Возок к имению Кусково подкатывает в середине ночи. Николай вдыхает свежий аромат трав и думает, что не удивится, встретив сейчас Прасковью.

- Ну что, граф, узнал, что хотел? - шепчет Москва ему на ухо, неслышно подходя со спины и, по примеру Жемчуговой, кладя руку на плечо Николаю.

- Есть у меня догадочка, и я... - Шереметев вдруг обрывает фразу на середине, расслышав знакомый голос, становящийся громче и крепче. - Москва? То есть, Прасковья...

- Ты ведом предрассудками, - тихо говорит та. - Твои знания и воспоминания тянут тебя назад. Если ты знаешь, что чего-то быть не может, ты ни за что не поверишь; а живое подтверждение перед тобой, Прасковья, теплая и прекрасная. Думаешь, дети Зевеса когда-то давно защищали Грецию? Ошибаешься, друг мой, ошибаешься... Я ж слышала про них всех, на кого ни взгляни: хоть Афины, хоть Тиринф, хоть Спарта, хоть Микены - все живые, все чувствовать могут, все любить могут! Или просто хотят любить.

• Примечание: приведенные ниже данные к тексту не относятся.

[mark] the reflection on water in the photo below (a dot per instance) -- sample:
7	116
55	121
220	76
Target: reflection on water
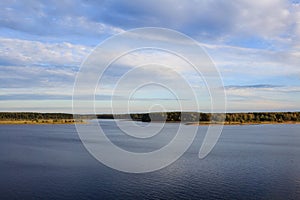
248	162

- А Прасковья... знает? - нерешительно спрашивает Николай.

- Не знает. Но, думаю, догадывается.

Прасковья все понимает.

- Ночь моя, ночь, я твоя дочь... - ее голос теряется в темноте с оттенком золота. - Говори-гуляй, Москва, гори-пылай, Москва...

***

- Ты переборщила, - категорично заявляет Петербург, расхаживая туда-сюда по берегу пруда и косо глядя на Москву. - Ты не должна выдавать своей связи...

Та только смеется.

- Будто сам не знаешь, что города умеют только обжигать своей любовью, - Москва улыбается. - Поэтому и не могут ужиться друг с другом. А люди... они другие. И потом, не забывай о своей Катеринке!

Петер густо краснеет и радуется, что под покровом ночи не видно его лица.

- Я же тебя не виню, - говорит Прасковья. - Люби ее, Катерину... со всего сердца люби, как говорит она, немка! Пусть живет, радость наша, пусть властвует - доброе дело она для нас сделала...

- Ты и вправду гореть умеешь - всем сердцем и всей душой, - Петербург качает головой. - Гори, Москва. Только не обгори... знаешь, что бывает, когда разочаровываешься в своих мечтах, в своей пылкости и в своем огне? Не сгорай. Будь осторожнее. Обещаешь?

Москва обещает.

И все равно на следующую ночь осторожно убегает к пруду и шепчет о своей любви золотой ночи и напевающей легенды лебедям Прасковье.